Edit: Responded to the correct post this time. :)
 

mrklaw

MrArseFace
You answered your own question. With limited range RGB you lose precision, since the transmission range is, well, limited. It's not a massive issue (though I can easily see it on some gradients), but it's really an unnecessary restriction.

You lose some numbers, but its more accurate to a calibrated display - it would be calibrated so that 16 is black. If you pass it below 16 with a full range signal, you won't get very dark grey, you'll still get black so you're clipping the signal.

Conversely if you calibrate for full range (eg a computer monitor) then playing a bluray on it would have dark grey blacks, and light grey whites. (Unless you have a PC with software bluray player set to compensate for that)

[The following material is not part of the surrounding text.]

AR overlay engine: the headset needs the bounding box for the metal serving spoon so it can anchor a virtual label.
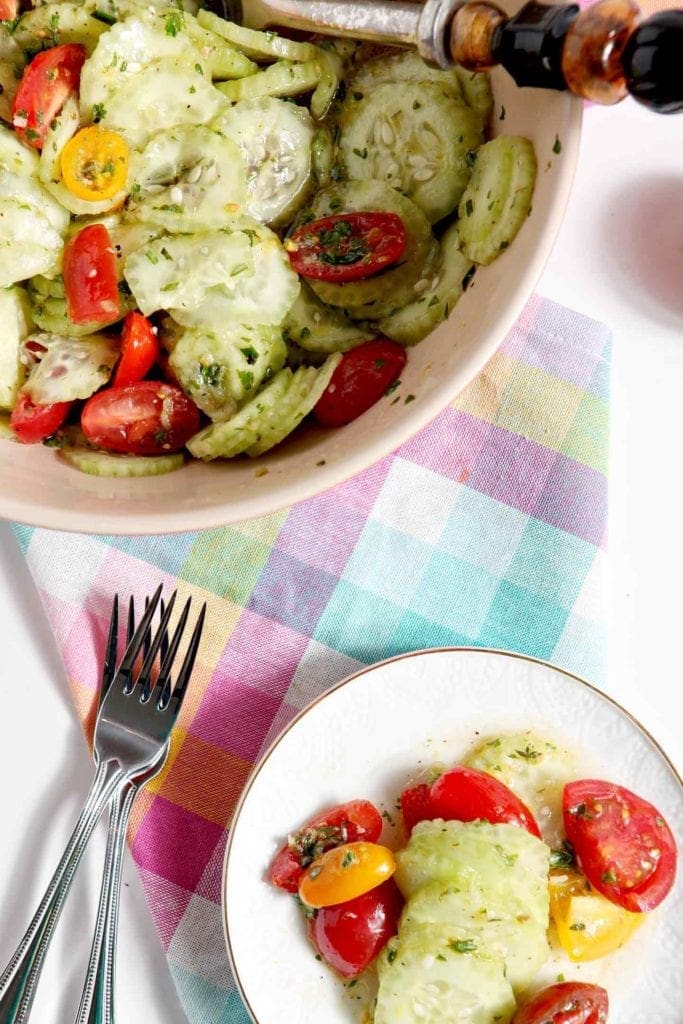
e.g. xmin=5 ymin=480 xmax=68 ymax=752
xmin=214 ymin=0 xmax=683 ymax=114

I agree it seems an odd restriction, but its the standard. Just like the weird way some TVs still overscan on a 1080p input. That's just nuts there aren't broadcasts at that resolution, just display it 1:1 by default for goodness sake.
 

Vanillalite

Ask me about the GAF Notebook
I'd be interested to hear some info from the devs on their DSP usage. At anyrate I like the sound discussion info I'm getting in this thread. Thanks GAF!
 

TheD

The Detective
The Cell is primarily designed as a multimedia processor. It's not surprising that it would handle audio without problems.
On a general purpose CPU audio can really clog up the capacity.
Racing games in particular are extremely taxing on the sound. A single car uses a multitude of "voices" at any time, wich multiplies with each car on track.

Audio is easy to handle.

Just because one game used a core on the 360 for something like 300 sounds at a time does not mean a damn thing for most games.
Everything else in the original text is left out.